Linuparus meridionalis

Scientific classification
- Kingdom: Animalia
- Phylum: Arthropoda
- Class: Malacostraca
- Order: Decapoda
- Suborder: Pleocyemata
- Family: Palinuridae
- Genus: Linuparus
- Species: L. meridionalis
- Binomial name: Linuparus meridionalis Tsoi, Cham & Chu, 2011

= Linuparus meridionalis =

- Genus: Linuparus
- Species: meridionalis
- Authority: Tsoi, Cham & Chu, 2011

Species of crustacean

Linuparus meridionalis is a species of spiny lobster in the genus Linuparus. It lives on the sea floor around Australia, New Caledonia and parts of Indonesia, at depths of 71–315 m. Formerly considered part of L. trigonus, it was recognised as a separate species in 2011, based on variation in colouration, and subtle morphological differences.

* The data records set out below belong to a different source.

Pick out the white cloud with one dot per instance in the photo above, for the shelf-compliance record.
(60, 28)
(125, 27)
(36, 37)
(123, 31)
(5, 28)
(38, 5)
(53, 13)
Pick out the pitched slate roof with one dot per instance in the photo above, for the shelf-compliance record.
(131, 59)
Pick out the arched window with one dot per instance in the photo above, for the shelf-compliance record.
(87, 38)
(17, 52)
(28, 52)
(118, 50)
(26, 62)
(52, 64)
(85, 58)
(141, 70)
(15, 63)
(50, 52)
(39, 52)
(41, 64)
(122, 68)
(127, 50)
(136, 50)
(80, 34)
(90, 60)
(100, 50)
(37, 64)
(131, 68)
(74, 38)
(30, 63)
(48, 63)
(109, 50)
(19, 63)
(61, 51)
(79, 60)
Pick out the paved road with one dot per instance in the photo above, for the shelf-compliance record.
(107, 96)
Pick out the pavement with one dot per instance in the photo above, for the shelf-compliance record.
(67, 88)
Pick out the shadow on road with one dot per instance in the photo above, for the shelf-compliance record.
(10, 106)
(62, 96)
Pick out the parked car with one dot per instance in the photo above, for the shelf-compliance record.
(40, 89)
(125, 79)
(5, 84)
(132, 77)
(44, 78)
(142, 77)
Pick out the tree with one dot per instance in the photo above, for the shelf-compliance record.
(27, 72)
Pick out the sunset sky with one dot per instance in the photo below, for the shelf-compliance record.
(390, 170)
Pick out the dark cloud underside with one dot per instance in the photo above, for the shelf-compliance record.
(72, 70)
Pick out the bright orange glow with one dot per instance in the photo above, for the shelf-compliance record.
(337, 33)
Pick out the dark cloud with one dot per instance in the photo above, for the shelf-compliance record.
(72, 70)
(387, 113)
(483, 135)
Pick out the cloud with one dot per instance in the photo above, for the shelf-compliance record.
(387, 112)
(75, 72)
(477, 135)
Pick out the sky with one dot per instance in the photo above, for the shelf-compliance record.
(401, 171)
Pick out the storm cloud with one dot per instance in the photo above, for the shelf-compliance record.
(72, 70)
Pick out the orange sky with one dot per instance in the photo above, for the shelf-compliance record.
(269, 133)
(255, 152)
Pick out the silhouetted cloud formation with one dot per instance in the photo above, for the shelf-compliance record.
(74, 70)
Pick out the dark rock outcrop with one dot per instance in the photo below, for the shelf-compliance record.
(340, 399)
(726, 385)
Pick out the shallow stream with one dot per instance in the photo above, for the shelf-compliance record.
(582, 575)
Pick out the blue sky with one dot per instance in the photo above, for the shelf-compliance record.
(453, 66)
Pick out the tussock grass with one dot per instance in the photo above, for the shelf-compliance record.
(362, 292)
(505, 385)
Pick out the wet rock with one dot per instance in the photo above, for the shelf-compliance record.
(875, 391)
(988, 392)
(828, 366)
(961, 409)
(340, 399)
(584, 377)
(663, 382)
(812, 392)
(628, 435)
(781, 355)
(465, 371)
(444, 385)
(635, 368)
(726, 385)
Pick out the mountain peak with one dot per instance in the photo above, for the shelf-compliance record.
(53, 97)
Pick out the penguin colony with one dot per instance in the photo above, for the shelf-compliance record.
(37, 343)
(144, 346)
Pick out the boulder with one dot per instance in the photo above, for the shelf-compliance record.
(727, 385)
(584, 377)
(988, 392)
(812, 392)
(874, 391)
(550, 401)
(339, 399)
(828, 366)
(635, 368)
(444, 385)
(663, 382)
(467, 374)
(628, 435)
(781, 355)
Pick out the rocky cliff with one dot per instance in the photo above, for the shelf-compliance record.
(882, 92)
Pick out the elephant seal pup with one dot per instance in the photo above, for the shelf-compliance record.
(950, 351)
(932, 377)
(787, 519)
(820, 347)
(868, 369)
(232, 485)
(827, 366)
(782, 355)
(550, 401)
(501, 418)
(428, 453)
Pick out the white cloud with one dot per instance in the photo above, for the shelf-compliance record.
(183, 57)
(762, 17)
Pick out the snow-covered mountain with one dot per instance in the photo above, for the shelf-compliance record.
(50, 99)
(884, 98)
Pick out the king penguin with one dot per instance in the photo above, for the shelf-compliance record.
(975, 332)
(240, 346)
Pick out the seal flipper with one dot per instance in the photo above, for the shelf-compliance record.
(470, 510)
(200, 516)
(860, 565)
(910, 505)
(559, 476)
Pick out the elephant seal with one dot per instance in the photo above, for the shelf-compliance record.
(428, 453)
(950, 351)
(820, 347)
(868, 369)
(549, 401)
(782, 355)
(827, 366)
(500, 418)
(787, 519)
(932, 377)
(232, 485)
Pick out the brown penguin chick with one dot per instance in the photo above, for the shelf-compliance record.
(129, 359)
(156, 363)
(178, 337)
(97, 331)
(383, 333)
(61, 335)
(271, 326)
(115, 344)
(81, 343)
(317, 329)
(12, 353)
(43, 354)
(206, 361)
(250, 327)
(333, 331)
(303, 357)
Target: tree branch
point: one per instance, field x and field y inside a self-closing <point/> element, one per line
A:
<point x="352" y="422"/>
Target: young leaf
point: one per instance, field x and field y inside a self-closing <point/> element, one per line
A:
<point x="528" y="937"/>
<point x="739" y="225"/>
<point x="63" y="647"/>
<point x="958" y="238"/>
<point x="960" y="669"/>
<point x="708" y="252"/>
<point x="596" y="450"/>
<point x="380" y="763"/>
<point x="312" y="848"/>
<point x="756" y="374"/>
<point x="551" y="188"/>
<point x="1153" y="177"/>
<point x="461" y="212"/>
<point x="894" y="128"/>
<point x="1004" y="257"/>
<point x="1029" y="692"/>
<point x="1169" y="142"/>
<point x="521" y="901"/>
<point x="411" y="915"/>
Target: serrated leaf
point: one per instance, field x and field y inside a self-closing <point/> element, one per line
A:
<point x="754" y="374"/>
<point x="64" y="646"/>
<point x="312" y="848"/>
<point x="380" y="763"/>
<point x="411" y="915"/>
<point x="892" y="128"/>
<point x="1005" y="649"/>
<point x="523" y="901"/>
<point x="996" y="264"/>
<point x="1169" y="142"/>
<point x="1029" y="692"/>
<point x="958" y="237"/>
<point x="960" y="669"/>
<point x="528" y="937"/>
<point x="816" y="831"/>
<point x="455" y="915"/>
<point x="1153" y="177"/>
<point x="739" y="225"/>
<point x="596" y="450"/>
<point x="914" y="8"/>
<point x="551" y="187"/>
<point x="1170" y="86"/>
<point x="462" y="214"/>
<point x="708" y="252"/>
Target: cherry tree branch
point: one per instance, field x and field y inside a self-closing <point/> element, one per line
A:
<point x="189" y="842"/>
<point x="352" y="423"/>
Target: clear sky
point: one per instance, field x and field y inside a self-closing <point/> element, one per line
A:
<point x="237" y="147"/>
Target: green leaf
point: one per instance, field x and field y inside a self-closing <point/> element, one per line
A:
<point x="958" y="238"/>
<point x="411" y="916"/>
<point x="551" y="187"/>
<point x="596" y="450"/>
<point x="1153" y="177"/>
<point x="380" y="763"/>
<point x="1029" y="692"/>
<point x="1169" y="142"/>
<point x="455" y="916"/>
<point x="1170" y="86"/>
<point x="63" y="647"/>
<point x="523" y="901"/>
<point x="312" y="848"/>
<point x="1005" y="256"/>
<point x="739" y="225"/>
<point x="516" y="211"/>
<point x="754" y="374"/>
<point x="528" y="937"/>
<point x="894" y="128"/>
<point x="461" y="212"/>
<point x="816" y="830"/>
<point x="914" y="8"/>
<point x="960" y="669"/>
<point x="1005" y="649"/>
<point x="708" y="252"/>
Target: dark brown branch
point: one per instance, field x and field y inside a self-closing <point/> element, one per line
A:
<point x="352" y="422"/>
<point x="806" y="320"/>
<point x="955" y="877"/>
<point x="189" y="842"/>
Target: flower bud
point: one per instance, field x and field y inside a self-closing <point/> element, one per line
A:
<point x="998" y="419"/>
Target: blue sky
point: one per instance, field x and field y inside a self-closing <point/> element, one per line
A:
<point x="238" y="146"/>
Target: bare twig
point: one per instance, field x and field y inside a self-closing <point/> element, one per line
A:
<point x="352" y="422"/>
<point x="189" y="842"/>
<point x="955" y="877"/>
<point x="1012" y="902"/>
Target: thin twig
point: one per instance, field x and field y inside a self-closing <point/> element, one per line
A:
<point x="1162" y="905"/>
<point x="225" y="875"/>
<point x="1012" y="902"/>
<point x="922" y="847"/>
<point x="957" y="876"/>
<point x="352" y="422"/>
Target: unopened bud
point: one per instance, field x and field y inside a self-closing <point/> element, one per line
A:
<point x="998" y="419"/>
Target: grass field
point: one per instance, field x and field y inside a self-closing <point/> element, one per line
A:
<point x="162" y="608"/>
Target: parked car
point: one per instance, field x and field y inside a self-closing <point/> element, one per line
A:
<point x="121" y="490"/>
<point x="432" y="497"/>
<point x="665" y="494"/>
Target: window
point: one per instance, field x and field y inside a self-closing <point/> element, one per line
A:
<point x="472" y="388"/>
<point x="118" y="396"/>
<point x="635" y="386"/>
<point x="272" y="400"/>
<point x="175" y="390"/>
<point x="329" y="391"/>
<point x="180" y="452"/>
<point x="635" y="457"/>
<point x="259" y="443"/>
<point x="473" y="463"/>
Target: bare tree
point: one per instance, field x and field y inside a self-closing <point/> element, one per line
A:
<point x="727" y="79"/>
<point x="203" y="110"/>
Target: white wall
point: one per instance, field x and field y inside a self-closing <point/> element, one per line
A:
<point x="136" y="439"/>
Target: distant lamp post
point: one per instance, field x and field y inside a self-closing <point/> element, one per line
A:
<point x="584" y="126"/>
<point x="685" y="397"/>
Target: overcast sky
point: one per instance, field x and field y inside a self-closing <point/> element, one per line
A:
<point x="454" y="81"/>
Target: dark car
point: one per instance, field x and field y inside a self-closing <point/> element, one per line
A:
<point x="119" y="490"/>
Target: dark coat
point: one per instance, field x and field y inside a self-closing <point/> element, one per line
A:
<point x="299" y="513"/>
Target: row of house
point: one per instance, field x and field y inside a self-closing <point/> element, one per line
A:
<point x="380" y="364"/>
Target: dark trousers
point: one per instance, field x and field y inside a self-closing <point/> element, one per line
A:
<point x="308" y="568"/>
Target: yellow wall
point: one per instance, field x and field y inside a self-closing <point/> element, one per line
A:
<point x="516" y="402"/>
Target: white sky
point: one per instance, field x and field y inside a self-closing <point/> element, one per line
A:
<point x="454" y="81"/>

==Distribution and ecology==
Linuparus meridionalis is found in at depths of 71–315 m around the northern and eastern coasts of Australia, off New Caledonia, and among the Indonesian Tanimbar Islands. L. meridionalis is benthic (lives on the sea floor), and feeds on various molluscs, crustaceans and other invertebrates. Females may carry eggs at any time from February to October.

==Description==
Linuparus meridionalis males grow to a carapace length of 125 mm, with females only slightly smaller, at 122 mm. The body is "generally half brownish red and half white". The second to fifth somites of the abdomen are generally white, at least in the posterior half.

==Taxonomy==
Until 2011, L. meridionalis was considered part of L. trigonus. Doubts were expressed as early as 1967 that the two populations belonged to the same species, but no convincing character could be found to separate them. In 2011, it was formally described as a separate species by scientists from Hong Kong and Taiwan, and was given the specific epithet meridionalis, meaning "southern", since the new species occurs only in the Southern Hemisphere. L. meridionalis is separated from L. trigonus by the pattern of colours on the body, and by subtle differences in the shape of the sternum. The other two extant species of Linuparus are less closely related.